To evaluate the potential of bioremediation in contaminated sand, it is necessary to determine the value of the critical micellar concentration, which is the parameter used to predict the efficiency of the biosurfactant by measuring the concentration value necessary to obtain a significant reduction in the water surface tension. Thus, the CMC is defined from the inflection point of the surface tension curve versus concentration of surfactin [46].
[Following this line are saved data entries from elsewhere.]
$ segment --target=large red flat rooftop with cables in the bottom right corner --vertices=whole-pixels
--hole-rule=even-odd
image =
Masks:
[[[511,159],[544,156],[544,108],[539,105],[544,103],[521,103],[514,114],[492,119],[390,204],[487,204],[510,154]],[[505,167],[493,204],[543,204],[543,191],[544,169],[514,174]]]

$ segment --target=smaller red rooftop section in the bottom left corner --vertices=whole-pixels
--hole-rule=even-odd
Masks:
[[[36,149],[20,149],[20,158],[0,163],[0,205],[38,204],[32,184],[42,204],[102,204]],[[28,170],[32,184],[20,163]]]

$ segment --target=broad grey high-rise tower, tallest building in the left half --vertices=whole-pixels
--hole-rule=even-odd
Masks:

Based on the inflection point provided by each of the plotted curves, the measured CMC corresponded to approximately 100 mg.L−1 for the surfactants B-STRR, B-EI24 and Tween 80 (Fig. 3a,b,e,d), with the exception of the biosurfactant produced from glucose 4%, which CMC value was 120 mg.L−1 (Fig. 3c). The lower the CMC more efficient the surfactant and therefore more favorable they are in economic terms in the use of industrial processes. Bognolo [47] did a survey of the CMC range for different synthetic surfactants, whose values were kept on a scale of 0.7 to 2900 mg.L−1. This oscillation is linked to the difference in the composition of the surfactants. The surfactin produced in the present work presented a better CMC than those reported by the author for the synthetic surfactants linear alkylbenzene sulfonate and sodium lauryl ether sulfate, which presented values of 590 and 2,000–2,900 mg.L−1, respectively. In contrast, the results found in these trials were higher than other data already documented, since surfactin can reach a CMC value up to 11 mg.L−1. In addition to the composition, this difference can also be explained by the strong influence that acyl chain length of surfactin exerts along with its ability to form micelles [48].

Fig. 3

Plot of surface tension as a function of surfactin concentration to determine the value of CMC of the following emulsifier agents: (a) B-RTS, (b) B-EI24, (c) Glucose 4% and (d) surfactant Tween 80.
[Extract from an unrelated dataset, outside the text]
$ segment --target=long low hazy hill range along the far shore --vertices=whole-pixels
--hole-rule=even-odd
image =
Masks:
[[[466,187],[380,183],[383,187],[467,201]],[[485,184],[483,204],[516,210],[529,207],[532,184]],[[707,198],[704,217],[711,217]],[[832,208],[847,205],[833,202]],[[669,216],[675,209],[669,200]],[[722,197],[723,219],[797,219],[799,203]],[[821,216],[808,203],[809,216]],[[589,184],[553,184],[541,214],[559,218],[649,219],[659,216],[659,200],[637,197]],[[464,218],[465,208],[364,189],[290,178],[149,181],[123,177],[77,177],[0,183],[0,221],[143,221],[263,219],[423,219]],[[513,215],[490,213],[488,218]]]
Treating contaminated soils is not considered an easy task as pollutants, that may be toxic, mutagenic or carcinogenic, are often strongly bound to soil particles [49]. The application of surfactants to contaminated soil and water at concentrations above the critical micelle concentration can potentially reduce interfacial tension, increase solubility, and facilitate biodegradation [50]. Therefore, to evaluate the biosurfactants with respect to the bioremediation potential in sand contaminated with commercial diesel oil, a biosurfactant concentration of 200 mg.L−1 was used. As shown in Table 6, the values remained in a range between 71.16 and 91.55%, which the optimized biosurfactants (B-STRR and B-EI24) had a lower value than the commercial surfactant Tween 80. This may be related to the dependence that the biodegradation of hydrocarbons in contaminated soils presents in relation to the environmental conditions and the types of hydrocarbons in contaminated soil [51,52]. Nevertheless, the biosurfactants developed in the present study demonstrated a very satisfactory effect on the bioremediation of the sand/diesel oil system, especially the optimized surfactin B-STRR, which exhibited a bioremediation potential of 85.18%.

Conclusions

The hemicellulosic liquor extracted from corncob by an alkaline treatment presented a high potential as a sustainable and economic substrate for growth of B. subtilis, which proves the relevance of the proposal to take advantage of the C5 fraction from the hemicellulose of vegetal biomass. In addition to the type of carbon source, the production of biosurfactants is also influenced by the concentration of the substrate, so the initial studies of surfactin production performed by a design of experiment allowed the identification and elaboration of two optimized biosurfactants: B-STRR and B-EI24. These bioproducts were submitted to experiments like surface tension reduction rate and emulsification index in kerosene, which results put them as quality emulsifier agents according to literature parameters. The optimized biosurfactants showed an excellent ability for bioremediation of soils contaminated with diesel oil, which encourages their commercial application.

Declaration of Competing Interest

The authors declare that they have no known competing financial interests or personal relationships that could have appeared to influence the work reported in this paper.